Living DocumentDecember 10 2019

Balancing Data Utility and Confidentiality in the 2020 US Census

danah boyd

In the age of commercial data and advanced computer science, the US Census Bureau is implementing a new technical system to ensure the confidentiality of individual data in the 2020 census.

This system is based on a mathematical technique known as “differential privacy.” A new living document by Data & Society Founder and President danah boyd, Balancing Data Utility and Confidentiality in the 2020 US Census, explains how differential privacy works in the context of the US Census and illuminates key conversations, misunderstandings, and anxieties surrounding this disclosure avoidance system.

Differential privacy allows the Census Bureau to mathematically balance between privacy and data utility. By examining how much risk there is of reconstructing identifying information from a particular census statistical table, the Census Bureau can ensure a certain degree of confidentiality by inserting noise in strategic places. Previous disclosure avoidance systems could not withstand the risks brought on by the increase in commercial data from data-centric technologies.

Every 10 years, the Census Bureau conducts the census, and the resulting data and statistical tables support the appointment of the House of Representatives, the allocation of federal tax dollars, and the redistricting within each state, as well as social science research and local policy making. Since this data plays such a vital role in our democracy, used by government, academia, and civil society among others, it is important that people trust the data. As the paper explains, the introduction of differential privacy has surfaced a range of anxieties about how the data products will be produced for 2020.
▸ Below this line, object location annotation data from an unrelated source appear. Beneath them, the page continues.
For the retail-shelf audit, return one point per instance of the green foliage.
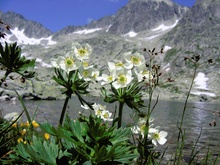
(170, 53)
(8, 135)
(12, 61)
(71, 82)
(89, 140)
(131, 95)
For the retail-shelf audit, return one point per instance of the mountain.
(137, 16)
(31, 29)
(197, 33)
(139, 24)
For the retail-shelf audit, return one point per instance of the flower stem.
(121, 104)
(4, 78)
(63, 111)
(182, 133)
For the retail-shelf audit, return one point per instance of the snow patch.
(166, 48)
(43, 64)
(201, 81)
(204, 93)
(163, 27)
(151, 37)
(131, 34)
(87, 31)
(19, 37)
(166, 67)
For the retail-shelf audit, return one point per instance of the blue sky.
(57, 14)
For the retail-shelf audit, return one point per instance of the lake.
(166, 114)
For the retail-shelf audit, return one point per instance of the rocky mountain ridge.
(139, 24)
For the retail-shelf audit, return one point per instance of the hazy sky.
(57, 14)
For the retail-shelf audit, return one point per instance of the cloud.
(113, 0)
(89, 20)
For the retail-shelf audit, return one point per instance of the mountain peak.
(169, 2)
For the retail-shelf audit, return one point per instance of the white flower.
(106, 115)
(141, 125)
(69, 62)
(89, 73)
(136, 59)
(143, 74)
(82, 52)
(135, 129)
(123, 78)
(107, 79)
(119, 65)
(157, 136)
(100, 111)
(56, 62)
(85, 106)
(11, 116)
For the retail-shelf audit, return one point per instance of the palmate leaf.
(120, 135)
(12, 60)
(41, 151)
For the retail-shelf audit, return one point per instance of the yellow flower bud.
(27, 124)
(23, 132)
(14, 125)
(22, 124)
(47, 136)
(20, 140)
(35, 124)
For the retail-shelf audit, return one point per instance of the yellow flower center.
(142, 127)
(86, 73)
(85, 64)
(106, 115)
(135, 60)
(122, 79)
(35, 124)
(82, 51)
(69, 61)
(110, 78)
(47, 136)
(156, 136)
(119, 65)
(99, 112)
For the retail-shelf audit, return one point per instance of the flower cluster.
(77, 60)
(154, 134)
(100, 111)
(121, 73)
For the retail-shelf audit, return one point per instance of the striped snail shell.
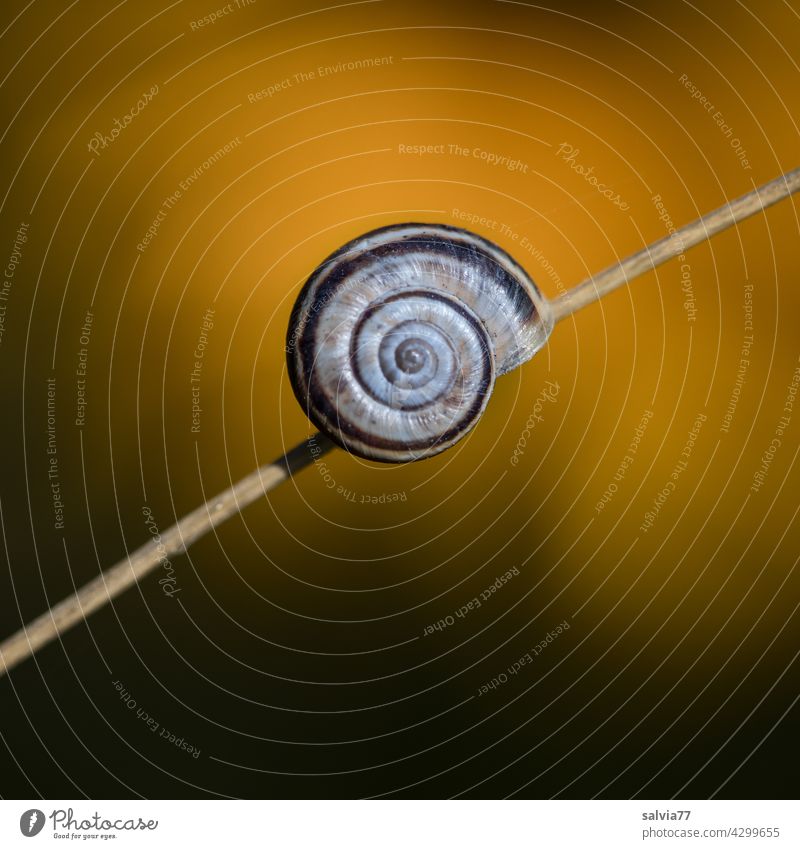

With useful insights for academics, civil society, data users, and anyone concerned about their privacy in the 2020 census, boyd uses this living document to clarify the motivations, risks, and unknowns surrounding differential privacy. She calls for communication, collaboration, and understanding between all parties tackling the trade-offs between confidentiality and accuracy.

Key messages:

  • Trust of census data is vital to “democracy, resource allocation, justice, and research.”
  • Differential privacy is a mathematical definition of privacy. The Census Bureau’s disclosure avoidance system for 2020 is based on differential privacy and creates the opportunity to balance between the utility of the data and the risk to confidentiality.
  • New advanced computing technologies and commercial data collection have made it easier to reidentify individuals from census statistical tables, creating a need for a new type of privacy security.
  • Data users and the Census Bureau’s disclosure avoidance team have struggled to communicate with each other and find common ground for balancing the need for accurate data with the need for privacy.
  • Protecting confidentiality is essential for counting hard-to-reach populations.